Theo Epstein and Jed Hoyer spent last weekend explaining that the decision on Kris Bryant will be baseball-driven and he will be called up when it’s the next step in his development.
“Once it’s the right thing for Kris’ development and the right thing for the team, he’ll be up,” Epstein said.
Following Monday’s trade, Jed Hoyer told the beat writers that moving Luis Valbuena is independent of Kris Bryant and said the team has players that will be working at third base in the spring. And trading Valbuena does not change Bryant’s timeline in his development.
Kris Bryant is expected to see time in the outfield in Spring Training even though the front office views him as a third baseman. The Cubs would like to have as much versatility on the roster as possible. Bryant steadily improved as a third baseman last year but some still think his future is in the outfield.
It was reported early in the off-season the front office is not concerned about Bryant getting Super-Two status.
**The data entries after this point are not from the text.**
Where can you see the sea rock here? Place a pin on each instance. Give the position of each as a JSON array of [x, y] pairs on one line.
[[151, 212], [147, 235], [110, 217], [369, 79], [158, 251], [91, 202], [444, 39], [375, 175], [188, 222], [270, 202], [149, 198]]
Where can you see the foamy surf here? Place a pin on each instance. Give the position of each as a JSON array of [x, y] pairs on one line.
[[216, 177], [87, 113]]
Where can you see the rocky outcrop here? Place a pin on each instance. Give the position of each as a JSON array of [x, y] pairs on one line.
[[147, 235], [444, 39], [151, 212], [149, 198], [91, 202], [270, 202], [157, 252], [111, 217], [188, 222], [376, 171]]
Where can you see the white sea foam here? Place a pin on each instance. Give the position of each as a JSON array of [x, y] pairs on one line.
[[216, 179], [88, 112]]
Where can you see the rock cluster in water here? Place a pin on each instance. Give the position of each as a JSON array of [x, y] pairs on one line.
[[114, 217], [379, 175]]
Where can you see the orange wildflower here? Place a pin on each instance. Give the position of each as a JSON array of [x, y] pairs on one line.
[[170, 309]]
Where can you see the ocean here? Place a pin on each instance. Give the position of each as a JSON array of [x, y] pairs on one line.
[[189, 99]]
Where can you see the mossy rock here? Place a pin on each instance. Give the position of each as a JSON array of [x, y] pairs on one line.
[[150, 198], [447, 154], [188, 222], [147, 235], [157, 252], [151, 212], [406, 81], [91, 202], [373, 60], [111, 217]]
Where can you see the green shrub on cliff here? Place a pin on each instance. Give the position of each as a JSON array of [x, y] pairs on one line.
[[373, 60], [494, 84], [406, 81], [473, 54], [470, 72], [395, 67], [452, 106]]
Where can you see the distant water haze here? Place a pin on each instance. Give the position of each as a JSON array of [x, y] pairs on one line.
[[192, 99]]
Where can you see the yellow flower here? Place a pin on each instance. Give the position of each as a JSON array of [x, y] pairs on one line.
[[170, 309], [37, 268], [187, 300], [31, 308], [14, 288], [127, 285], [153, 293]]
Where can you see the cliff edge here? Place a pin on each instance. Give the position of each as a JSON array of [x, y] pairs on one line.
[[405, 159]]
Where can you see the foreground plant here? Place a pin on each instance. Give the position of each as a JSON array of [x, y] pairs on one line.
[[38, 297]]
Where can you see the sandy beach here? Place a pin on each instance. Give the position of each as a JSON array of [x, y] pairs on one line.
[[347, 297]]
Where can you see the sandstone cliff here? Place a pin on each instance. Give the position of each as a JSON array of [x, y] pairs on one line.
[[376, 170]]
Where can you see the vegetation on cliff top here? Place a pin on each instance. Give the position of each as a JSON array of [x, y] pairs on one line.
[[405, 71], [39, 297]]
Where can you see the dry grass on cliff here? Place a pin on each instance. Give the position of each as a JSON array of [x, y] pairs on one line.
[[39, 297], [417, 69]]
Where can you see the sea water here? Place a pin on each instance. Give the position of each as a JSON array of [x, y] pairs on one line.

However, it is believed the Cubs would like to keep the extra year of control that would come by not calling Bryant up until late-April, early-May.
By rule, a player earns Major League service time each day he spends on the active (25-man roster) or on the Major League 15-day or 60-day disabled lists. Under the CBA, one year of service time is defined as 172 days. A player may earn up to 172 days of Major League service time during a regular season which generally lasts 183 calendar days. If a player is sent to the minor league on an optional assignment for a total of less than 20 days during a season, he receives service time for an entire season.
Based on the front office’s preference to call players up, especially the top prospects, while the team is on the road, there are two possible target dates for Kris Bryant. And the second is likely the more realistic of the two.
The Cubs have a three-game series in Cincinnati in late-April (24-26) and return to Wrigley on Monday, April 27. Bryant could make his debut against the Reds. The Cubs leave for a seven-game trip through St. Louis and Milwaukee on May 4 (May 4-10).
Calling up Bryant for the first trip in May seems a likely scenario if all goes as planned in Spring Training and during the first month of the season. Plus, if there are no further delays in the Wrigley Field project, the left field bleachers are scheduled to be completed by May 11.
During Saturday’s session at the convention, Theo Epstein said if the Cubs were just looking to protect a player’s service clock the team wouldn’t have called up Javier Baez or Jorge Soler last year. Epstein explained it was the right step in Baez and Soler’s development and the right moves for the team.
While the Cubs have not ruled out Bryant breaking camp on the active roster, everything is pointing toward Kris Bryant spending at least April with the Iowa Cubs.